I need to know what feature location every anchor box is corresponding to, so I modify the torchvision.models.detection.rpn.AnchorGenerator
in this way:
class AnchorGeneratorMP(AnchorGenerator):
def __init__(
self,
sizes=(128, 256, 512),
aspect_ratios=(0.5, 1.0, 2.0),
):
super(AnchorGeneratorMP, self).__init__(sizes, aspect_ratios)
def forward(self, image_list, feature_maps):
grid_sizes = tuple([feature_map.shape[-2:] for feature_map in feature_maps])
image_size = image_list.tensors.shape[-2:]
strides = tuple((image_size[0] / g[0], image_size[1] / g[1]) for g in grid_sizes)
self.set_cell_anchors(feature_maps[0].device)

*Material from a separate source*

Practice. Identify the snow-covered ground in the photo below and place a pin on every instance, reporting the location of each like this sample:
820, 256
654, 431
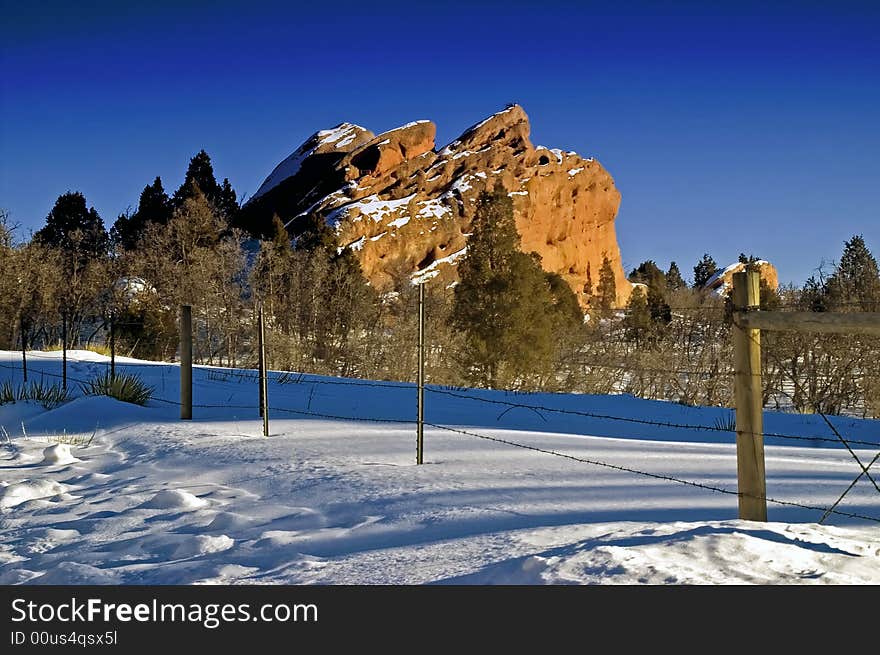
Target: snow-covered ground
155, 500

anchors_over_all_feature_maps = self.cached_grid_anchors(grid_sizes, strides)
anchors = []
for i, (image_height, image_width) in enumerate(image_list.image_sizes):
anchors_in_image = []
for anchors_per_feature_map in anchors_over_all_feature_maps:
anchors_in_image.append(anchors_per_feature_map)
anchors.append(anchors_in_image)
# here is the only place where I modified, except the returns
anchor_len = [len(anchor) for anchor in anchors_over_all_feature_maps]
anchors = [t.cat(anchors_per_image) for anchors_per_image in anchors]
return anchors, anchor_len
Conforming to the FasterRCNN
implemented by pytorch, the sizes
and aspect_ratios
are
anchor_sizes = ((32,), (64,), (128,), (256,), (512,))
aspect_ratios = ((0.5, 1.0, 2.0),) * len(anchor_sizes)
So it is supposed to output 15 anchors per feature location. What makes me confused is that for every anchor_len
, it is only 3 times the total locations of the corresponding feature. Where am I missing?